The i/o throughput of the shared folder file system inside the VM seems incredible low. Mass erasing files for example, or doing almost any git operation, is close to impossible because of this.
Our host (OS X) file system is case insensitive, so the shared folder exposed in the VM exhibits the same behavior. This is definitely not what you see on Linux normally, and has caused issues at least once. It is unclear how we solve this easiest.
There have been some weird networking issues occasionally, where it seems like one or both of the guest network interfaces loses contact with the network. This can sometimes be solved by doing a reconnect of the interface (VBoxManage controlvm $VM setlinkstate1 off && sleep 10 && VBoxManage controlvm $VM setlinkstate1 on). It’s slightly annoying, but it seems like it gets better with each VirtualBox release.
Scripts
All the scripts we use can be found here: https://github.com/chartbeat/vmutils

Alternative Choices

VM Software
For VM software we started with VirtualBox, for no other reason than that it is free. We could just as well have used VMWare, but have seen no good reason to switch to that. Unless of course it could solve some of the above issues…

Vagrant
Why did we go ahead and do all this, and not just use Vagrant? Good question. We actually looked at it in the start, but there were a few magic things happening like the automatic ssh key setup and the chosen user name that conflicted with our production environment. We could probably have extended/tweaked Vagrant to suit our needs, but it didn’t seem worth the effort at the time. We should/could probably revisit that decision at some point. Mitchell has done a lot of work on it since we looked at it first, and it almost always pays off leveraging a community backed project.

Using EC2
Instead of using a local VM, we could also just have spun up development EC2 instances and gotten almost the same functionality. A few things kept us from that:

snapshotting (and restoring) a VM disk state is a lot easier than managing EBS volumes
network connectivity to EC2 is not always optimal from a plane/train/rooftop
latency to EC2 can occasionally be annoying
(added cost)
The Future
We’re pretty happy with the current setup, but of course nothing is perfect. The two main things that would be nice to fix are:

1) Making the initial setup a bit quicker. The download of the VM image, the cloning, and initial puppet run takes a while.
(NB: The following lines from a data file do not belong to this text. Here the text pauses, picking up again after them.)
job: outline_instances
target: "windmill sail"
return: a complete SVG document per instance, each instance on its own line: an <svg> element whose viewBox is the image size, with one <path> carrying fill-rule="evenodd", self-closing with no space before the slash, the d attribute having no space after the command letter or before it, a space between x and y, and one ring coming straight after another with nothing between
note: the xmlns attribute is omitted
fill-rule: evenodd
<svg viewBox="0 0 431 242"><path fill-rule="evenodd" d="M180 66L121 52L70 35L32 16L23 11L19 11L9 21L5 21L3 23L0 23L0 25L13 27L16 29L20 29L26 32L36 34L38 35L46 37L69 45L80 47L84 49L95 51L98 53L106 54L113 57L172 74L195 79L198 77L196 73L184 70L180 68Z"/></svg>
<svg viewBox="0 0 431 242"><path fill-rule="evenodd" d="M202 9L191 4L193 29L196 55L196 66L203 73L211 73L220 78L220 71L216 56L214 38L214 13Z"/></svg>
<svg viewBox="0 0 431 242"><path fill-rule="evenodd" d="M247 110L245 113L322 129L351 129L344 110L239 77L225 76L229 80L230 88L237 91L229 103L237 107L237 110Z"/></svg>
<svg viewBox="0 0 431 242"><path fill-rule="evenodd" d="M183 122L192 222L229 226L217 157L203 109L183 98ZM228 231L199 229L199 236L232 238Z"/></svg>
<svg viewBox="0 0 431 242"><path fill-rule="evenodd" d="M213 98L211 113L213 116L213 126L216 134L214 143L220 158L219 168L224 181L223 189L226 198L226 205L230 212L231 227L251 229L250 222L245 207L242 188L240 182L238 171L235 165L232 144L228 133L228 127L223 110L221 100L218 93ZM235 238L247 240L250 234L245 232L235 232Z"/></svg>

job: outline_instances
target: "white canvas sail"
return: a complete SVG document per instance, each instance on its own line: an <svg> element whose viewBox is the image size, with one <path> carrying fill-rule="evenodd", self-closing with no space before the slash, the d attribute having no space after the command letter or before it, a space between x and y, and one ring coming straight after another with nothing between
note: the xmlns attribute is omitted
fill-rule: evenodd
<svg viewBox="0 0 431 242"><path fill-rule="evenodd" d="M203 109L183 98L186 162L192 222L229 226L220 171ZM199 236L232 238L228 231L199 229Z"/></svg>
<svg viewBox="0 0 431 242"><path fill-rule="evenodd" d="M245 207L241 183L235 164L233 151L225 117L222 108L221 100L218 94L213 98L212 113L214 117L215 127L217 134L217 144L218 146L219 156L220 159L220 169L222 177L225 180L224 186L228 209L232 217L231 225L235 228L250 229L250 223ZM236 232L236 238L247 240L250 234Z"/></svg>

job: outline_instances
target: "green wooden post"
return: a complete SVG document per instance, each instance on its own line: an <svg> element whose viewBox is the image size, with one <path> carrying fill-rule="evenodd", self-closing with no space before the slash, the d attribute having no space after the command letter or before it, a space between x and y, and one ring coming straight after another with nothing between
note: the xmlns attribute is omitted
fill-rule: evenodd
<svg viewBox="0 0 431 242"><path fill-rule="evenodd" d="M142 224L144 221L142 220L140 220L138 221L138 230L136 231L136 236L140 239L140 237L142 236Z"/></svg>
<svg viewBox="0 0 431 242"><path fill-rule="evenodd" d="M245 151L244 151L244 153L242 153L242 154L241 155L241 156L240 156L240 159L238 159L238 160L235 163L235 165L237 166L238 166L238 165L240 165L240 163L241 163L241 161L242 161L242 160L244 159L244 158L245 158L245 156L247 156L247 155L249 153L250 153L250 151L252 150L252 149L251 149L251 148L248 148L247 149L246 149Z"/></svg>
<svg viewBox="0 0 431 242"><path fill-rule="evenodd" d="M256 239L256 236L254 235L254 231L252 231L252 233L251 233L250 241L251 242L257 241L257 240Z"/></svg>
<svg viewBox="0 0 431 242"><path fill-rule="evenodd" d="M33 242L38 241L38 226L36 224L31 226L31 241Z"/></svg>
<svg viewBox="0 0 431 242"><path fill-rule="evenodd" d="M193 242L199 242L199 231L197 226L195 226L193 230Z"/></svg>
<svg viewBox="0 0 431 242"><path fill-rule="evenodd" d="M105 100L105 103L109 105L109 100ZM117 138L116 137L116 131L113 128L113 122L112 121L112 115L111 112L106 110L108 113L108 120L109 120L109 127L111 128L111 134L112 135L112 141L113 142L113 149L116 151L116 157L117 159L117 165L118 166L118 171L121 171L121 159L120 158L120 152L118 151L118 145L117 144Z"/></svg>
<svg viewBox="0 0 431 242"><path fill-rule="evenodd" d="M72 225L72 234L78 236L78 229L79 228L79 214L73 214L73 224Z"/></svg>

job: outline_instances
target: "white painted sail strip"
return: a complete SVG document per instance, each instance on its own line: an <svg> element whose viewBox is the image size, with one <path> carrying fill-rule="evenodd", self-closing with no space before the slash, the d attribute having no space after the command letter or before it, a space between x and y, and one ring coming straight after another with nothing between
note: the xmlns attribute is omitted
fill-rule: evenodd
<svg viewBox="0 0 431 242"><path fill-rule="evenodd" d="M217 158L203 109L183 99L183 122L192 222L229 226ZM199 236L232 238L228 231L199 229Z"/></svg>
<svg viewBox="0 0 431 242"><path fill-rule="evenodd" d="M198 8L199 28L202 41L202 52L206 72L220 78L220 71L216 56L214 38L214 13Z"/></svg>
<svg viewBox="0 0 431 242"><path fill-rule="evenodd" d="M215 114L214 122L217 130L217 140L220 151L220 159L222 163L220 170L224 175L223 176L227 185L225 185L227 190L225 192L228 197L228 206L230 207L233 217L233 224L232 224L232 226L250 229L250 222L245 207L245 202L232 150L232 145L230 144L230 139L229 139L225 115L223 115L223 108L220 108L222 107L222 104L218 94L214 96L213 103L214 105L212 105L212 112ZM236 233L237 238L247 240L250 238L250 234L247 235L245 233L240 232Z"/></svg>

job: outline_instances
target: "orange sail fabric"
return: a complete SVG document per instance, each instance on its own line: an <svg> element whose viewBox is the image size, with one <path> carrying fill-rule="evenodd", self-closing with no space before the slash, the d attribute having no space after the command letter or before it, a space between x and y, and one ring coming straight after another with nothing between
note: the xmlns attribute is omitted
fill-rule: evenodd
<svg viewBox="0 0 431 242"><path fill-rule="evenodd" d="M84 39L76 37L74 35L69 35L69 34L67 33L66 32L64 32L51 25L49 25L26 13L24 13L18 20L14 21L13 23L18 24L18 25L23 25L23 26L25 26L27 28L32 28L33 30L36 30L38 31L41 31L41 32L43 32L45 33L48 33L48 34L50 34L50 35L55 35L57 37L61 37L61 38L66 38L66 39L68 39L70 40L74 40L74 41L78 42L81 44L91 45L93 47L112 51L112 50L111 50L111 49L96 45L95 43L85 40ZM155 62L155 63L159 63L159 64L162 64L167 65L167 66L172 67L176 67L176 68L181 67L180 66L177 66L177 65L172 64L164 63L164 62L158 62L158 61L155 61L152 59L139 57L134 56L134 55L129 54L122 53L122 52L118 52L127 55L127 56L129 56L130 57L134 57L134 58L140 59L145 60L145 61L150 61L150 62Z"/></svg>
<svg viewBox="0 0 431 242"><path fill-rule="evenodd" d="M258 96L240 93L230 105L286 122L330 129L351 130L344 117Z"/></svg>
2) Fixing some of the issues that is, potentially, caused by VirtualBox. The most annoying one being the slow i/o. It would be nice to be able to run git on the shared git folder inside the VM.

Conclusion

The dev vm makes it possible to give new employees a clean machine, and have them up and running and pushing code on the first day (really!). It also removes the necessity for manual fiddling with packages and config files to keep your environment up to date (i.e. you just need to update your git repo and run puppet). It has also made it possible for us to test puppet manifest changes in a sane way, whereas before it was a question of commit and pray it worked (Of course, usually it didn’t, and a couple of follow up commits ensued). Plus so many more benefits…

It is hard to imagine we ever developed without the dev vm.